Diana Al-Hadid’s Gramophone at Perry Rubenstein (NYC)

The Perry Rubenstein Gallery in Manhattan currently houses a sculpture by Diana Al-Hadid titled “Record of a Mortal Universe”(2007). The work is characteristic of Syrian-born, Ohio-based Al-Hadid: a freestanding set piece that serves as a fantastic vision of an impossible instrument. True to form, it is just shy of nightmarish.

The sculpture, pictured here, shows steps leading to a distant architectural crown, and beneath those steps are the spindly pedals of some strange organ. Where an organ might have pipes, this one instead houses a massive, ornate gramophone. The gallery describes the work as a “narrative object.”

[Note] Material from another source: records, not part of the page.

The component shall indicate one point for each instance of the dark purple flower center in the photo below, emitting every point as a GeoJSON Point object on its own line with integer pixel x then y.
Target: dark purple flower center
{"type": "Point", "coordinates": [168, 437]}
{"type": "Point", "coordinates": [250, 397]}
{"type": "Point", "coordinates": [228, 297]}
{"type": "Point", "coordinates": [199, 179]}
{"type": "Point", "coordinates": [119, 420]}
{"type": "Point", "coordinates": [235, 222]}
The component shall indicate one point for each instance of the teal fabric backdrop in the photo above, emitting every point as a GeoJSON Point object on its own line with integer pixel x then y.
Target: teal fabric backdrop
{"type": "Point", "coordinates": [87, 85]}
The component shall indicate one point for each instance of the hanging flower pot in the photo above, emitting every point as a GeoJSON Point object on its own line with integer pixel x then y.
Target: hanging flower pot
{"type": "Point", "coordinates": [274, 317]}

The lasting impression is several-fold: of the fragile pedals beneath decaying steps; of the gramophone that allows light to pass through like a Tiffany lamp; of the way that the gramophone’s horn narrows to a point, and how at the place where the needle that results from that point might make contact with a record, the grooves of the record look more like ripples, ripples that the point effects upon the surface of a thick, dark water that is frozen in time.

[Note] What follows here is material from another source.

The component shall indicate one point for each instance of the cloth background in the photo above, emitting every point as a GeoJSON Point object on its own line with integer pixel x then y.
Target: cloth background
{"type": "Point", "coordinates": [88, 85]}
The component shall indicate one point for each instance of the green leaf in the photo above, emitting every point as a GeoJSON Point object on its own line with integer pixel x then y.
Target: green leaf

It’s not entirely clear if that those ripples (pictured below) are, indeed, concentric circles or the single, inwardly spiraling groove of a proper acetate or vinyl recording, but the suggested conflation is classically surreal.

Documentation provided by the gallery describes some of Al-Hadid’s intended narrative:
Rather than playing a record, the gramophone simulates the playing of fictive sounds of water ripples (sound waves) made by the fall of the hero from the top of the stairs. The illustrious gramophone is left to capture and echo the conjured sounds of the protagonist’s demise.
That reference to a “hero” seems at odds with how silent, how devoid of life aside from the allowance made by the piece’s title, the sculpture “Record of a Mortal Universe”appears to be — much like “Portal to a Black Hole,” the piece the artist had in the “Agitation and Repose” group show at Tanya Bonakdar Gallery earlier this year (see disquiet.com, August 25, 2007).

“Mortal Universe”is on view from October 19 through November 24, and when I stopped by Perry Rubenstein earlier this week and inquired of the gallery representative if Al-Hadid ever makes pieces that actually emit sounds, pieces that make music, she said not that she’s aware of. And then she added, “You know, nearly everyone asks that.” (More information at perryrubenstein.com.)